Tarshis always worked on issues that had been dear to Keynes's heart - theories of employment and inflation, international monetary matters, the appropriate policies with which to deal with economic and social problems in interrelated democratic societies. (As a Canadian he was always an open-economy person.) He has left us a definitive paper on the aggregate supply function (1979), astute analyses of the dangers inherent in the Euro-dollar market ('the financial San Andreas fault - we know there will be an earthquake but we don't know when') and of what to do about the debt crisis of the developing countries.

Because he was so clear-headed concerning the interrelationships of the micro and macro aspects of economies, he was never seduced by the worst heresy of modern economics, using the representative agent to analyse systemic problems.
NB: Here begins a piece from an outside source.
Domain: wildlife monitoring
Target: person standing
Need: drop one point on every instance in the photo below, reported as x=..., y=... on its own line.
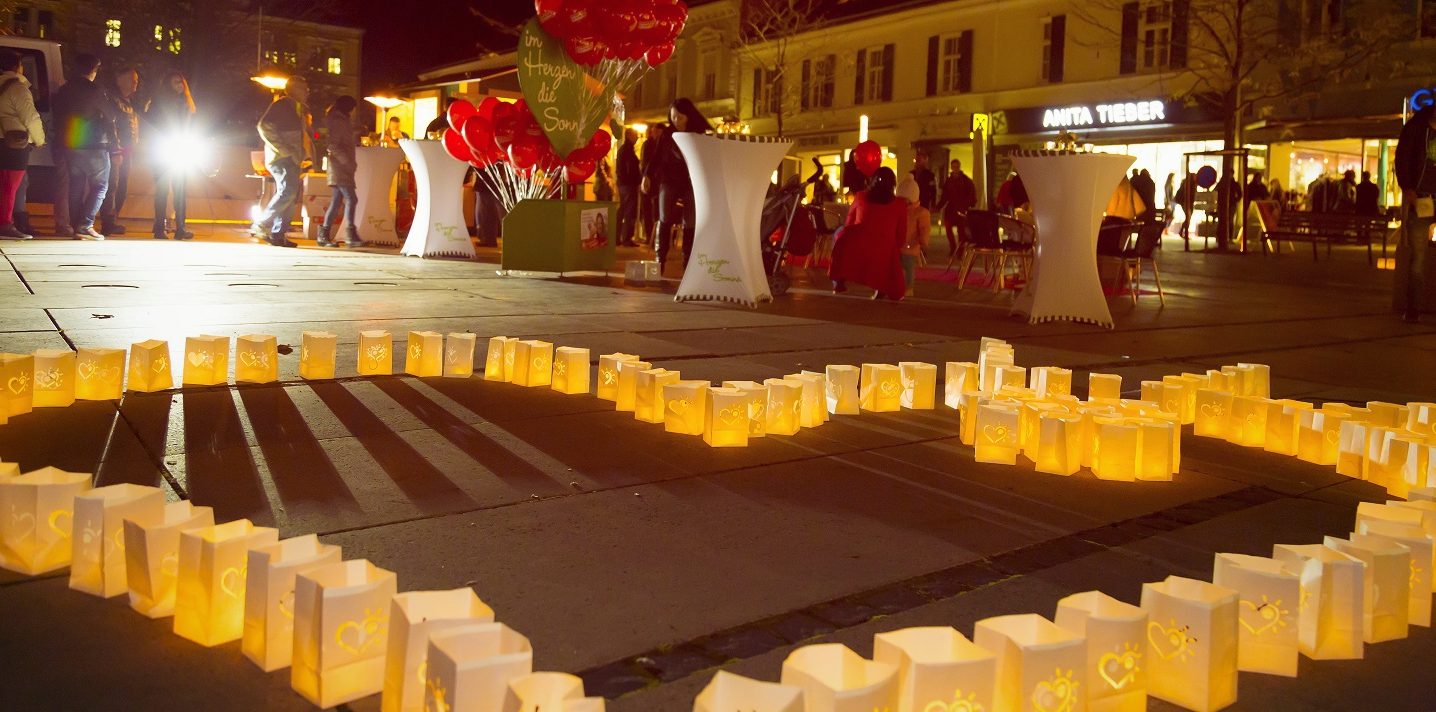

But it was by personal contact in discussion, criticism and enthusiastic support that he had his greatest influence, for he was an old-fashioned teacher par excellence. Through students and colleagues the essential soundness of Keynes's message was imparted, quietly and unobtrusively but with conviction and persuasion, not least by Lorie Tarshis. His ire and scorn were reserved for the stupid, the insensitive and the inhumane who, failing to see the soundness of the approach, unwittingly pushed capitalism towards the abyss from which Keynes had tried to rescue it well over 50 years ago. The acid test for Tarshis was whether you thought causality ran from employment to the real wage. If you did, you shared his 'vision' and enjoyed the privilege of his friendship and companionship.

Two things remain to be stressed. First, his love of sport - he remained an excellent squash player well into his seventies. Secondly, and most importantly, his rich family life with Inga and their daughter, Tanya. Inga and Lorie were also on excellent terms with the three children from his first marriage to Elizabeth Kent.

Tarshis came from the Toronto Jewish community though neither side of his family, nor Lorie himself, lived completely or even predominantly within it. His father, Dr Singer, a GP who was also City Coroner, died when Lorie was very young. Lorie took the surname of his stepfather, a Toronto businessman, of whom he was very fond. Tarshis had relatives who supported and appreciated the arts, and his own strong love and extensive knowledge of painting, sculpture, books (Blake was his passion), music and live theatre came naturally from this background.

Inga, herself deeply cultured with a background embedded in knowledge and appreciation of the arts (she is a singer and her father was an antiquarian bookseller in Rome), was the ideal companion for the rich and satisfying private life of culture which unobtrusively characterised the Tarshises. But, most of all, their many friends, young and old, cherish having been themselves included within the great warmth, concern and love which Inga and Lorie had for each other.